Apple est tenu de se conformer à la loi sur les marchés numériques d'ici le 7 mars, et les modifications apportées à l'écosystème des applications sont intégrées à iOS 17.4. Nous nous attendons à ce qu'iOS 17.4 soit publié au début de la semaine prochaine, et c'est à ce moment-là que les places de marché d'applications alternatives, les méthodes de paiement alternatives et les nouvelles conditions qu'Apple a conçues pour les développeurs entreront en vigueur.

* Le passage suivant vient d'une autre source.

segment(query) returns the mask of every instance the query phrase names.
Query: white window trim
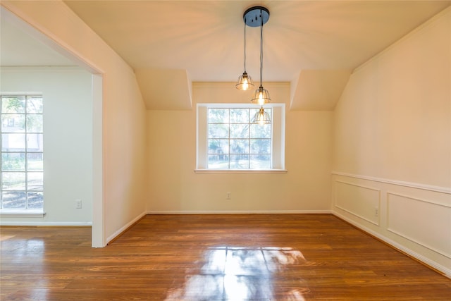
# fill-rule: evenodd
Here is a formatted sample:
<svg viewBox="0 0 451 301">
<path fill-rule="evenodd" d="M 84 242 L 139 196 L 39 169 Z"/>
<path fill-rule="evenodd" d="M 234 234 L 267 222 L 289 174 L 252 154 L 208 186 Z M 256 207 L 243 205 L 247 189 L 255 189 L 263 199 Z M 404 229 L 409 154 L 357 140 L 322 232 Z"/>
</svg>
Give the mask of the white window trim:
<svg viewBox="0 0 451 301">
<path fill-rule="evenodd" d="M 207 168 L 207 109 L 209 108 L 224 109 L 258 109 L 258 106 L 245 104 L 197 104 L 196 128 L 196 168 L 198 173 L 285 173 L 285 104 L 269 104 L 266 107 L 273 111 L 272 125 L 272 165 L 270 169 L 230 169 Z"/>
<path fill-rule="evenodd" d="M 43 97 L 42 92 L 0 92 L 0 96 L 25 96 L 25 97 L 33 97 L 33 96 L 39 96 L 40 97 Z M 1 110 L 0 110 L 1 111 Z M 44 116 L 44 113 L 41 113 L 42 116 Z M 1 115 L 1 114 L 0 114 Z M 26 118 L 25 113 L 25 118 Z M 0 133 L 1 134 L 1 133 Z M 44 134 L 44 131 L 42 131 L 42 134 Z M 42 152 L 44 154 L 44 151 Z M 27 152 L 25 152 L 25 154 L 27 154 Z M 26 156 L 26 154 L 25 154 Z M 0 168 L 1 166 L 0 166 Z M 0 174 L 1 176 L 1 174 Z M 27 192 L 28 190 L 26 190 Z M 43 190 L 44 192 L 44 190 Z M 0 191 L 0 193 L 1 191 Z M 11 217 L 11 218 L 17 218 L 17 217 L 32 217 L 32 218 L 43 218 L 45 216 L 46 212 L 44 211 L 43 208 L 38 209 L 25 209 L 25 208 L 19 208 L 19 209 L 2 209 L 0 206 L 0 217 Z"/>
</svg>

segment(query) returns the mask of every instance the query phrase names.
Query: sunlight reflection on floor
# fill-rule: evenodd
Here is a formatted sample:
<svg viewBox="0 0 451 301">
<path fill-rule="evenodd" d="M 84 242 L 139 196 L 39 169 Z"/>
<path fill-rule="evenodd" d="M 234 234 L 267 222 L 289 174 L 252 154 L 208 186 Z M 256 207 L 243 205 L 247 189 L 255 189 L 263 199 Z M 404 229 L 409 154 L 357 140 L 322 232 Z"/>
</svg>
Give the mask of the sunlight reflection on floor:
<svg viewBox="0 0 451 301">
<path fill-rule="evenodd" d="M 171 290 L 166 300 L 273 300 L 274 277 L 305 258 L 290 247 L 219 247 L 209 249 L 202 260 L 198 273 L 188 272 L 185 285 Z M 286 292 L 284 300 L 304 300 L 304 290 Z"/>
</svg>

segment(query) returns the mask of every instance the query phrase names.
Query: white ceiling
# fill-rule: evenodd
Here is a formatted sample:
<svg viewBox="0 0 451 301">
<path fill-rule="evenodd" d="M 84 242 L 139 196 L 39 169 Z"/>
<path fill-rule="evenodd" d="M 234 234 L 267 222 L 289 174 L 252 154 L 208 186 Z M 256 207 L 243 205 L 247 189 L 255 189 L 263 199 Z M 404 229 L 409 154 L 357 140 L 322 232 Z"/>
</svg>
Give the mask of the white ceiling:
<svg viewBox="0 0 451 301">
<path fill-rule="evenodd" d="M 353 69 L 449 6 L 446 1 L 66 1 L 134 69 L 186 69 L 192 81 L 235 81 L 244 23 L 263 5 L 264 80 L 303 69 Z M 259 27 L 247 27 L 258 80 Z"/>
<path fill-rule="evenodd" d="M 270 11 L 264 26 L 264 82 L 291 82 L 292 109 L 309 110 L 333 109 L 353 69 L 451 5 L 428 0 L 64 2 L 135 70 L 147 109 L 191 106 L 189 88 L 183 97 L 163 86 L 149 91 L 146 83 L 158 78 L 159 70 L 170 78 L 173 70 L 184 87 L 190 81 L 235 81 L 244 70 L 242 14 L 264 6 Z M 1 25 L 1 66 L 74 65 L 3 13 Z M 259 35 L 259 27 L 247 27 L 247 70 L 255 82 Z M 161 99 L 168 104 L 159 103 Z"/>
<path fill-rule="evenodd" d="M 0 10 L 0 66 L 61 66 L 75 63 L 44 42 L 33 37 L 29 28 Z"/>
</svg>

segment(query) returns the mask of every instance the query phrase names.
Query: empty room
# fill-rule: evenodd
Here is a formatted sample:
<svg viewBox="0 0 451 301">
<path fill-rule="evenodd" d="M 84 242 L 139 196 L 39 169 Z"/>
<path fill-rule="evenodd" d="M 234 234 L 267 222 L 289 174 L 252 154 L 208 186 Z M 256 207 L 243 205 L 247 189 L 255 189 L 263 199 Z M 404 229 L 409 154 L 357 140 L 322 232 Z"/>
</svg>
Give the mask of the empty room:
<svg viewBox="0 0 451 301">
<path fill-rule="evenodd" d="M 451 300 L 450 6 L 2 0 L 0 299 Z"/>
</svg>

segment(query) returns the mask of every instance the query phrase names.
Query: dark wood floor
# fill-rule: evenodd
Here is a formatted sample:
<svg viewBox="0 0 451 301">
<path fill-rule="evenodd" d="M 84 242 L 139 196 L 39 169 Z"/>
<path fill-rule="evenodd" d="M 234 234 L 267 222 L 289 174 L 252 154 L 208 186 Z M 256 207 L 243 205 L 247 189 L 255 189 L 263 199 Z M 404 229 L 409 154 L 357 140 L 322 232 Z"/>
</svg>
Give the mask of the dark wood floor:
<svg viewBox="0 0 451 301">
<path fill-rule="evenodd" d="M 450 300 L 451 280 L 329 214 L 1 228 L 1 300 Z"/>
</svg>

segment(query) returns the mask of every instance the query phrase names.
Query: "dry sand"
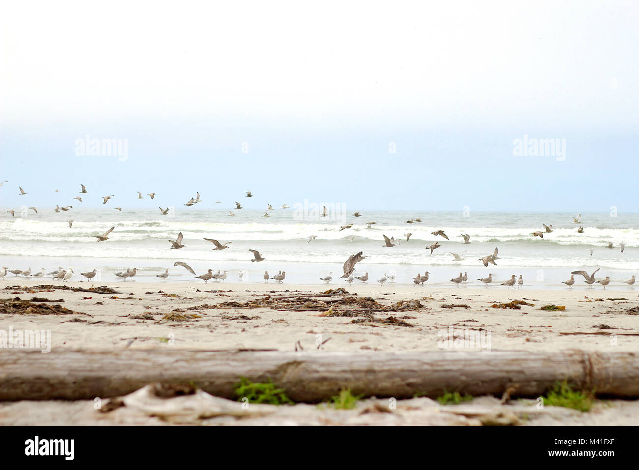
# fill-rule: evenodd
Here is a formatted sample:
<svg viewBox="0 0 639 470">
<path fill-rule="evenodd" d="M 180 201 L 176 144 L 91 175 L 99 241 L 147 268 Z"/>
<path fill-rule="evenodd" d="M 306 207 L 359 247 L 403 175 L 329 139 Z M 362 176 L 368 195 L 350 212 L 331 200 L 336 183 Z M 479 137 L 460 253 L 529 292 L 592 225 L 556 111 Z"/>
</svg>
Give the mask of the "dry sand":
<svg viewBox="0 0 639 470">
<path fill-rule="evenodd" d="M 8 278 L 4 283 L 4 286 L 9 286 L 33 287 L 42 284 L 50 285 L 52 283 Z M 344 285 L 334 283 L 330 285 L 318 285 L 314 286 L 286 283 L 267 285 L 210 282 L 208 284 L 137 281 L 100 283 L 100 285 L 107 285 L 122 293 L 117 294 L 95 294 L 58 289 L 54 292 L 34 294 L 24 288 L 3 289 L 0 290 L 0 298 L 2 299 L 19 297 L 28 300 L 34 296 L 52 299 L 63 299 L 65 302 L 62 305 L 78 312 L 78 314 L 36 317 L 34 315 L 9 315 L 0 312 L 0 329 L 6 331 L 11 327 L 14 331 L 50 330 L 52 350 L 62 348 L 104 350 L 127 347 L 177 347 L 183 349 L 247 348 L 293 350 L 297 341 L 300 341 L 305 349 L 314 349 L 318 338 L 321 341 L 328 340 L 321 347 L 328 351 L 426 350 L 439 349 L 441 345 L 439 341 L 449 334 L 450 327 L 489 333 L 489 347 L 493 350 L 552 351 L 571 348 L 586 350 L 639 349 L 639 327 L 636 326 L 639 317 L 628 312 L 629 309 L 639 305 L 639 295 L 632 290 L 609 293 L 601 288 L 590 290 L 581 286 L 573 290 L 534 290 L 508 289 L 499 285 L 492 285 L 488 288 L 466 286 L 431 288 L 427 285 L 411 287 L 393 284 L 384 286 L 353 284 L 352 287 L 349 287 L 346 283 L 343 284 Z M 63 285 L 85 288 L 91 285 L 86 282 L 58 283 L 58 285 Z M 318 311 L 280 311 L 265 308 L 220 309 L 203 306 L 204 304 L 213 306 L 229 301 L 244 302 L 263 298 L 265 295 L 318 294 L 335 287 L 344 287 L 352 294 L 357 293 L 358 297 L 373 297 L 385 305 L 390 305 L 399 301 L 416 299 L 421 302 L 424 308 L 391 314 L 414 325 L 413 327 L 406 327 L 377 323 L 354 324 L 353 318 L 323 316 L 322 312 Z M 534 304 L 534 306 L 522 306 L 520 309 L 491 307 L 495 303 L 507 303 L 522 299 Z M 465 305 L 468 308 L 442 307 L 443 305 L 451 304 Z M 566 309 L 556 311 L 539 309 L 540 307 L 547 304 L 564 306 Z M 190 308 L 194 308 L 187 310 Z M 166 315 L 176 309 L 180 311 L 180 313 L 194 314 L 199 317 L 183 321 L 163 319 Z M 385 312 L 378 313 L 380 318 L 389 316 Z M 590 334 L 597 332 L 608 334 Z M 573 335 L 561 334 L 562 333 L 589 334 Z M 629 334 L 633 333 L 636 336 Z M 473 403 L 478 401 L 474 400 Z M 424 406 L 432 405 L 431 402 L 422 400 L 420 403 L 426 403 Z M 464 406 L 484 406 L 485 408 L 486 403 L 495 409 L 508 407 L 507 405 L 499 404 L 498 400 L 484 402 L 482 405 L 478 403 Z M 86 411 L 89 405 L 87 403 L 83 405 L 82 402 L 2 403 L 0 404 L 0 424 L 46 424 L 37 421 L 38 419 L 42 420 L 42 415 L 35 412 L 33 419 L 30 421 L 28 412 L 32 409 L 42 411 L 42 407 L 45 405 L 50 411 L 51 424 L 54 422 L 88 424 L 91 423 L 92 419 L 103 422 L 104 416 L 107 415 L 96 414 L 95 410 L 89 415 L 65 411 L 71 409 Z M 308 405 L 296 405 L 293 408 L 298 406 L 300 407 L 298 409 L 302 410 L 303 408 L 307 409 L 304 407 Z M 328 412 L 318 411 L 316 407 L 312 409 L 313 412 L 310 415 L 305 412 L 302 413 L 297 421 L 294 418 L 294 413 L 291 414 L 293 412 L 286 412 L 282 415 L 284 417 L 277 422 L 321 424 L 321 416 L 318 418 L 315 415 Z M 548 418 L 550 412 L 548 411 L 543 415 L 546 416 L 544 419 L 541 419 L 543 415 L 540 414 L 539 419 L 530 420 L 521 420 L 522 414 L 520 413 L 520 419 L 518 422 L 520 424 L 543 425 L 635 424 L 636 412 L 633 412 L 638 411 L 639 407 L 636 402 L 613 400 L 605 406 L 599 407 L 598 409 L 599 411 L 596 412 L 591 411 L 589 413 L 575 414 L 571 412 L 567 414 L 562 411 L 551 418 Z M 13 412 L 18 411 L 20 411 L 20 418 L 16 417 Z M 359 416 L 358 413 L 360 412 L 361 410 L 344 412 L 351 412 Z M 372 416 L 374 414 L 364 414 Z M 528 416 L 528 414 L 525 414 Z M 399 415 L 396 416 L 397 419 L 384 418 L 380 420 L 371 418 L 368 423 L 416 423 L 414 420 L 406 421 L 399 418 Z M 140 422 L 144 424 L 162 424 L 165 422 L 155 422 L 153 419 L 157 418 L 148 417 L 140 419 Z M 235 418 L 229 418 L 230 421 L 220 421 L 220 418 L 217 419 L 217 422 L 210 423 L 231 424 L 235 423 Z M 343 420 L 343 422 L 337 420 L 334 423 L 367 423 L 365 418 L 358 418 L 355 421 L 349 419 L 351 418 Z M 250 421 L 245 418 L 239 423 L 249 424 Z M 133 421 L 138 422 L 135 419 Z M 325 423 L 330 424 L 330 421 L 328 419 Z M 447 423 L 477 424 L 478 422 L 481 423 L 480 421 L 458 423 L 450 421 Z M 131 421 L 124 419 L 121 422 L 116 419 L 112 423 L 127 422 Z M 429 423 L 426 420 L 424 423 Z M 447 423 L 442 421 L 439 423 Z"/>
</svg>

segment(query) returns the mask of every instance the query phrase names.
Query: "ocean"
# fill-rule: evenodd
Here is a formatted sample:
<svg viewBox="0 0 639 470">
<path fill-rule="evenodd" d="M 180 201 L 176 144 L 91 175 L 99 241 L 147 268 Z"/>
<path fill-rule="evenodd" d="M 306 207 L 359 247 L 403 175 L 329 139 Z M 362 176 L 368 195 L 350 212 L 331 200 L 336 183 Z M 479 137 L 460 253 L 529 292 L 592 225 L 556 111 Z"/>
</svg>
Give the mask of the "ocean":
<svg viewBox="0 0 639 470">
<path fill-rule="evenodd" d="M 161 282 L 155 275 L 165 269 L 169 269 L 169 281 L 195 280 L 183 268 L 173 266 L 173 262 L 180 260 L 197 274 L 209 269 L 227 270 L 229 281 L 236 281 L 241 269 L 245 273 L 244 283 L 263 282 L 265 270 L 272 275 L 282 270 L 286 272 L 285 283 L 321 285 L 323 282 L 319 278 L 332 272 L 332 284 L 345 285 L 338 279 L 342 265 L 360 251 L 366 258 L 357 264 L 355 274 L 367 272 L 369 283 L 392 273 L 396 283 L 412 285 L 415 275 L 427 270 L 427 285 L 455 288 L 449 279 L 467 272 L 473 280 L 469 284 L 476 286 L 482 285 L 475 279 L 490 272 L 495 275 L 493 285 L 511 274 L 521 274 L 525 286 L 559 288 L 565 288 L 561 281 L 569 278 L 570 271 L 599 268 L 597 278 L 608 276 L 613 279 L 608 290 L 615 288 L 616 281 L 639 274 L 639 230 L 634 228 L 639 226 L 636 214 L 616 217 L 609 213 L 583 214 L 581 225 L 585 231 L 578 233 L 580 224 L 571 222 L 576 214 L 568 213 L 362 211 L 360 217 L 350 212 L 324 218 L 297 208 L 275 209 L 268 213 L 269 217 L 263 217 L 261 210 L 233 209 L 236 215 L 232 217 L 227 209 L 201 210 L 196 205 L 172 209 L 167 215 L 150 209 L 123 208 L 119 212 L 112 208 L 73 208 L 56 213 L 43 208 L 38 214 L 16 212 L 12 217 L 6 210 L 2 210 L 4 215 L 0 220 L 2 265 L 10 269 L 31 267 L 33 272 L 43 267 L 47 271 L 71 267 L 75 280 L 84 279 L 80 272 L 96 269 L 100 274 L 94 283 L 118 280 L 114 272 L 134 267 L 138 269 L 135 279 L 139 280 Z M 422 222 L 404 222 L 418 217 Z M 74 221 L 71 228 L 66 222 L 70 219 Z M 367 228 L 368 221 L 376 223 Z M 340 230 L 340 226 L 347 223 L 353 224 L 353 228 Z M 544 223 L 551 224 L 554 231 L 544 233 L 543 240 L 529 235 L 543 231 Z M 96 242 L 91 238 L 112 225 L 115 229 L 108 240 Z M 440 229 L 450 241 L 431 233 Z M 185 247 L 169 249 L 167 240 L 174 240 L 180 231 L 184 235 Z M 403 234 L 409 231 L 413 235 L 407 243 Z M 459 235 L 466 233 L 471 244 L 464 245 Z M 399 244 L 383 247 L 383 234 L 394 237 Z M 312 235 L 317 237 L 309 243 Z M 227 249 L 213 251 L 213 245 L 204 238 L 232 244 Z M 442 246 L 430 255 L 425 247 L 436 240 Z M 606 247 L 609 241 L 614 248 Z M 626 244 L 624 253 L 620 242 Z M 477 258 L 491 254 L 496 247 L 498 265 L 484 267 Z M 258 250 L 266 260 L 252 262 L 249 249 Z M 592 256 L 590 249 L 594 250 Z M 449 252 L 465 259 L 456 262 Z M 8 274 L 5 282 L 12 277 Z M 576 288 L 587 286 L 581 276 L 576 280 Z M 626 285 L 618 287 L 627 288 Z"/>
</svg>

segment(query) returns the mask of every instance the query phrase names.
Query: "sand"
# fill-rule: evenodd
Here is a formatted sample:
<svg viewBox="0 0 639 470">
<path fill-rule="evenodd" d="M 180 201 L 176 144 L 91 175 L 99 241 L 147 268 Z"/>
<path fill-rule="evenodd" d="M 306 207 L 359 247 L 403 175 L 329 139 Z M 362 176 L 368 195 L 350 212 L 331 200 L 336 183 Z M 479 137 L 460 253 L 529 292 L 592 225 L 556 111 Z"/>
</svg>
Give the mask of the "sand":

Apple publie un livre blanc parlant de sa mise en conformité à la loi sur les marchés numériques
À l'appui des changements qu'elle met en œuvre, Apple a publié vendredi 1er mars un livre blanc décrivant les risques qu'elle tente d'atténuer avec le processus de notarisation et d'autres exigences auxquelles doivent se soumettre les places de marché d'applications alternatives et les applications installées par l'intermédiaire de ces places de marché.
Avec la prochaine mise à jour iOS 17.4, les utilisateurs d'iPhone de l'Union européenne pourront installer des applications sur des places de marché alternatives plutôt que sur l'App Store. Plusieurs entreprises travaillent sur des places de marché, Setapp et Epic Games ayant confirmé leur intention de proposer une alternative à l'App Store.
Atténuer les risques via un processus de notarisation
Les applications installées par l'intermédiaire des places de marché sont essentiellement des « téléchargements latéraux » et ne sont pas soumises au processus d'examen standard de l'App Store. Afin de minimiser les risques de logiciels malveillants et de fraude, Apple a mis en place un processus de notarisation auquel doivent se soumettre les places de marché d'applications et les applications qui y sont vendues.
Ce processus comprend une analyse automatisée et un examen humain pour s'assurer que les applications ne contiennent pas de logiciels malveillants, qu'elles fonctionnent comme annoncé et qu'elles ne font pas l'objet de « tentatives de fraude flagrantes ». Une application ne peut être installée sur un iPhone à l'aide du chargement latéral que si elle est signée par Apple par le biais de la notarisation, et Apple demande aux développeurs d'avoir un compte Developer et de fournir des informations légitimes telles que le nom, l'adresse et le numéro de téléphone. Les applications devront expliquer pourquoi elles ont besoin d'accéder à des données sensibles comme le microphone, l'appareil photo, Face ID, les données de santé, et plus encore, et le consentement de l'utilisateur sera également requis pour que ces fonctions marchent après l'installation d'une application.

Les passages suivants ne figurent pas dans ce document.